A conventional electrical switching contactor includes an "E"-shaped iron motor section, a motor coil on a spool having a center mounted over the middle leg of the motor section, and an armature shaped with three contact surfaces which mate with the ends of the three legs of the "E"-shaped iron motor section. The armature is movably supported with respect to the motor section so that, in response to a current being applied to the motor coil, an electro-magnetic field can draw, against a biasing separation force, the armature into contact with the motor section. By mounting one or more contacts on the armature and arranging a corresponding set of fixed contacts in proper relationship to the armature-mounted contacts, the control current applied to the motor coil is used in response to power applied to switch "on" or "off" electrical loads in series with contacts.

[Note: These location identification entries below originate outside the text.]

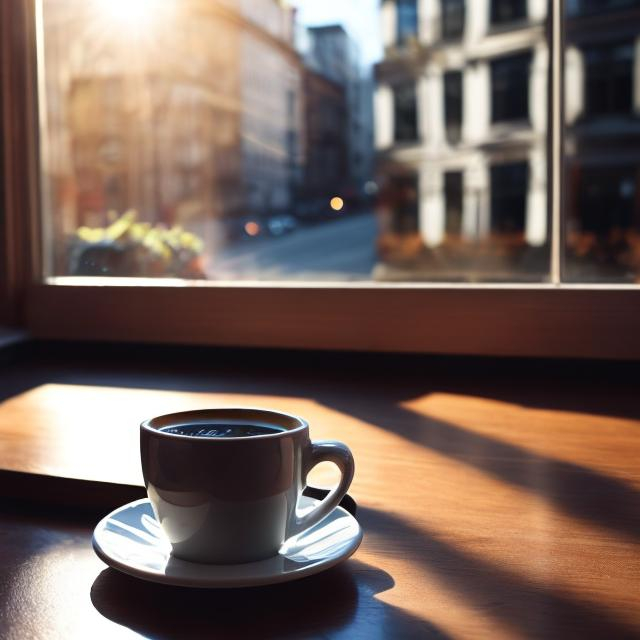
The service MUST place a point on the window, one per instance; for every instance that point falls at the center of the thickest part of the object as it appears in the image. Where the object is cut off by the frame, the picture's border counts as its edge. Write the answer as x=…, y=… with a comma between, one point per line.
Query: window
x=509, y=183
x=404, y=201
x=505, y=11
x=587, y=7
x=601, y=162
x=407, y=20
x=453, y=15
x=153, y=166
x=453, y=202
x=453, y=105
x=609, y=79
x=510, y=88
x=405, y=113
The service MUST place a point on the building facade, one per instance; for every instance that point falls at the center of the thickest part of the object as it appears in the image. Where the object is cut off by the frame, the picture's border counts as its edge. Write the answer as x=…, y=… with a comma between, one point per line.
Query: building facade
x=602, y=139
x=194, y=116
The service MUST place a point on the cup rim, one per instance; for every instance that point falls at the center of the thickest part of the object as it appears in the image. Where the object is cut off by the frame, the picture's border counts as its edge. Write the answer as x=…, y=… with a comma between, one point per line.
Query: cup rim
x=203, y=414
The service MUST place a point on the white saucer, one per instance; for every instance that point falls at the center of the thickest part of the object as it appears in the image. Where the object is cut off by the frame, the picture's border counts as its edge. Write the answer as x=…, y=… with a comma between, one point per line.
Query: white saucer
x=129, y=539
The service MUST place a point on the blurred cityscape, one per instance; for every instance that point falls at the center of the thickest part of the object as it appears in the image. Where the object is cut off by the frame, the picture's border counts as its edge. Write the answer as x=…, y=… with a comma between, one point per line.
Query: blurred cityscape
x=226, y=139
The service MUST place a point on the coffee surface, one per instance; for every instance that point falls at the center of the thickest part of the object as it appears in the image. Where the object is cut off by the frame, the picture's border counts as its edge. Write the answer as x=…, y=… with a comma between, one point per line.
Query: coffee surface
x=202, y=430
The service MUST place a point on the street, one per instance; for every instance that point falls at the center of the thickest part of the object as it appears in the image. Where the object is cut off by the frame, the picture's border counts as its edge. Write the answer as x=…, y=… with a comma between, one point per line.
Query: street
x=342, y=249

Known contactors have been manufactured by individually laminating or stamping out iron cores for the respective "E"-shaped motor section and armature. The coil-spool combination is separately assembled and subsequently placed over the center leg of the "E"-shaped motor section. While slight improvements have been made from time to time to increase the efficiencies and strengths associated with the electro-magnetic force which pulls the armature toward the motor section in the above method of manufacture, the magnitude of the electro-magnetic pulling force for a given application is largely dependent upon size of the laminated core and power applied to the coil. An application requiring a relatively small electromagnetic pulling force requires a relatively small contactor, and an application requiring a relatively large electro-magnetic pulling force requires a relatively large contactor.

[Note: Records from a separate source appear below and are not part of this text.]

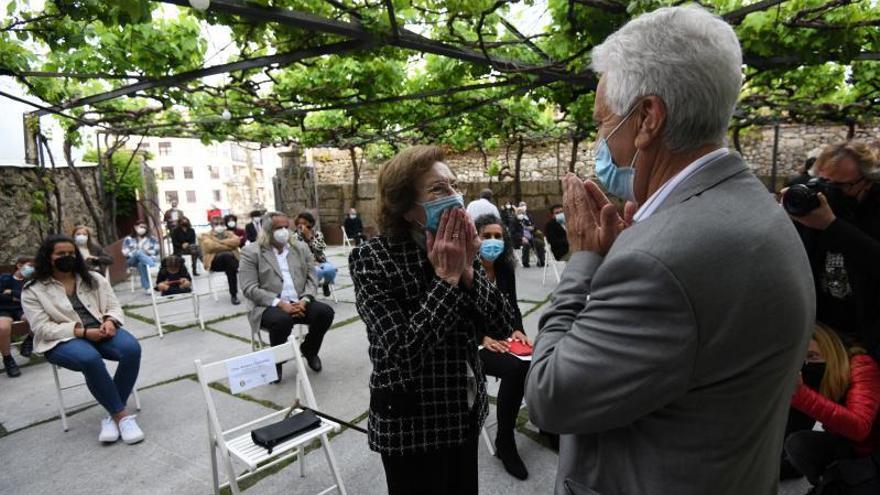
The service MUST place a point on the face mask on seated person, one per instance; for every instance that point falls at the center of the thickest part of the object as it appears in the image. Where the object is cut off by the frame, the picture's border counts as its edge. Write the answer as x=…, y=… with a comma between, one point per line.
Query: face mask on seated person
x=491, y=249
x=281, y=236
x=65, y=264
x=434, y=210
x=560, y=218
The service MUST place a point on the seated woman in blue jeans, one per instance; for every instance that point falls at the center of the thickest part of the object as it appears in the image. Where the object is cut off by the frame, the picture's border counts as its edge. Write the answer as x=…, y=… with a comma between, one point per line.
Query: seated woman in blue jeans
x=77, y=323
x=305, y=232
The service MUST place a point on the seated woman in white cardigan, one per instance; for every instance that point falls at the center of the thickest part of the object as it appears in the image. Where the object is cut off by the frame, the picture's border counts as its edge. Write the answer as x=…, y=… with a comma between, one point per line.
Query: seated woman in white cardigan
x=77, y=323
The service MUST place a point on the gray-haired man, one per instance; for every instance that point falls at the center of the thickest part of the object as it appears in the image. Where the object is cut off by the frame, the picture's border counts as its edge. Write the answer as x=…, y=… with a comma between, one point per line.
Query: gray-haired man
x=669, y=352
x=278, y=278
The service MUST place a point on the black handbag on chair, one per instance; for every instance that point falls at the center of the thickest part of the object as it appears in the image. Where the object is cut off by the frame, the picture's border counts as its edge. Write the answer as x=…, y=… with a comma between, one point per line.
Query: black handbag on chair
x=860, y=476
x=270, y=436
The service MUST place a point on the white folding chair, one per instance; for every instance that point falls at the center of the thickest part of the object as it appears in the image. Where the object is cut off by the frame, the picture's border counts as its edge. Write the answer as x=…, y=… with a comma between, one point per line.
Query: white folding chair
x=63, y=410
x=346, y=242
x=551, y=264
x=216, y=285
x=179, y=317
x=236, y=445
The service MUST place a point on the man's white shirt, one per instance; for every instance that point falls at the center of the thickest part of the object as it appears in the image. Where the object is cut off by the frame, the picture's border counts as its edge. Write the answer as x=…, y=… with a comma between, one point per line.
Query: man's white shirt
x=660, y=195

The foregoing assembling technique suffers from several drawbacks. One drawback is that the foregoing assembly technique may lead to a loss of magnetic core permeability due to assembly interface air gaps, eddy currents, opposing material grain directions and stresses in the stamped core laminations. These deficiencies, in turn, produce relatively large variabilities. Another drawback is that core laminations in the assembly technique use an involved assembly process requiring the expensive and burdensome steps of stamping, orienting, stacking and fastening of the core laminations. Yet another drawback is that the assembly technique results in inefficient magnetic flux paths, thereby increasing the required size of the contactors. A further drawback is that the core lamination material used in the assembly technique is relatively thick because the laminations are stamped, oriented, stacked, riveted and in general handled as individual components. The thicker lamination material, in turn, increases eddy currents and bending stresses, resulting in a decrease in magnetic core permeability. Another drawback is that stamping methods used in the assembly technique produce a high percentage of scrap, which results in a waste of expensive iron core material. In addition, these stamping methods produce stresses in the iron material which degrade the permeability of the core.
A need therefore exists for a method for manufacturing an electrical switching contactor which overcomes the aforementioned drawbacks associated with existing manufacturing techniques.